Later panels were moved into the main event hall to accommodate more people.

Many who attended were budding entrepreneurs who were seeking advice on the best way to enter the industry. Others saw it as a networking event — a chance to pitch their product or idea.

Yewande Odusanwo owns a digital marketing company and was hoping to connect with people to help market their products. Odusanwo also hosts the “Zora Talks” podcast, where she interviews entrepreneurs in the healthy living business. She was inspired by James’ story and made it a “stretch goal” to get her on the podcast.

“I saw it on the news today and I have my own business,” she said. “I just kind of wanted to see what opportunities there were in the cannabis industry.”

Sugar LanCret, a tax accountant, and Precious Fraction, in school studying biochemistry, hope to one day open a dispensary or processing company. They plan to apply when more licenses become available next year.

“We’re preparing and we know that they have another round coming up next year, and so we’re getting all of our information and all of our documents ready now,” said Fraction.

They attended a discussion on contracting opportunities. LanCret said they found it useful.

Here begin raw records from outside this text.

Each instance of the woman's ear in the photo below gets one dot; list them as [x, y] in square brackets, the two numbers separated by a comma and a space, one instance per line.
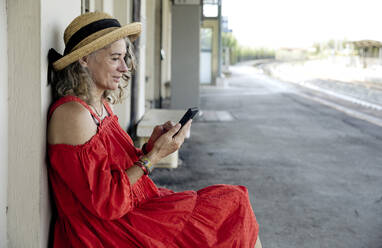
[84, 61]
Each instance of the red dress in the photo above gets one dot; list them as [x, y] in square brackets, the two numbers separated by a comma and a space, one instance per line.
[98, 207]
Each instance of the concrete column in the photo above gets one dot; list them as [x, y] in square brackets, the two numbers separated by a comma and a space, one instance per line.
[150, 50]
[166, 46]
[123, 12]
[28, 216]
[3, 124]
[141, 73]
[185, 59]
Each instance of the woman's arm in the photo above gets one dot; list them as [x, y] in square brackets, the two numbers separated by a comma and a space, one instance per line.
[163, 145]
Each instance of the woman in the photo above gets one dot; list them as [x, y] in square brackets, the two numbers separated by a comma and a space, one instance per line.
[100, 181]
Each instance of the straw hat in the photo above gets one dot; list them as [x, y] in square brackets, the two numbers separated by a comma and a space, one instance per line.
[90, 32]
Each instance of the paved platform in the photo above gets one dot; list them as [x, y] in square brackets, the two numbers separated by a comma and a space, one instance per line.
[314, 173]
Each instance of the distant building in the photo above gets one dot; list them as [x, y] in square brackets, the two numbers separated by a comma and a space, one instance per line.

“I liked their candor,” she said. “They helped paint a better picture of that [process],” she said.

Samuel Hutchins works in the tech sector, which he said has the same lack of equity ownership as the cannabis industry. 

“I’m really interested in understanding the intersection of technology and cannabis. Specifically from an equity lens and understanding that equity can be more than just the dispensary experience, but also the backend analytics that are helping make dispensaries more optimized and profitable,” he said.

Peter Contos is vice president of the Cannabis Equity Illinois Coalition. His group has been attending community meetings for proposed dispensaries and asking cannabis companies to sign on to a community benefits agreement that would commit the companies to hiring standards beyond what state law requires. 

On Saturday, he said his vendor booth was getting a lot of questions from people seeking to have their own, or a family member’s, record expunged for past cannabis-related offenses.

“We’re going to connect you with our partners at Legal Aid Chicago, Cabrini Green Legal Aid, who have been phenomenal for the last year in working with us to make sure the expungement process is as accessible as possible,” he said. 

Grady Norwood, managing partner of Chicago Minority Cannabis Group, said they provide classes that can train and certify people to work in the industry.

“Everything is regulated now. So if you touch the weed, you gotta be certified,” he said.

Classes are $100 and last 8 hours. He said they filled up five sign-in sheets with people interested in taking the class.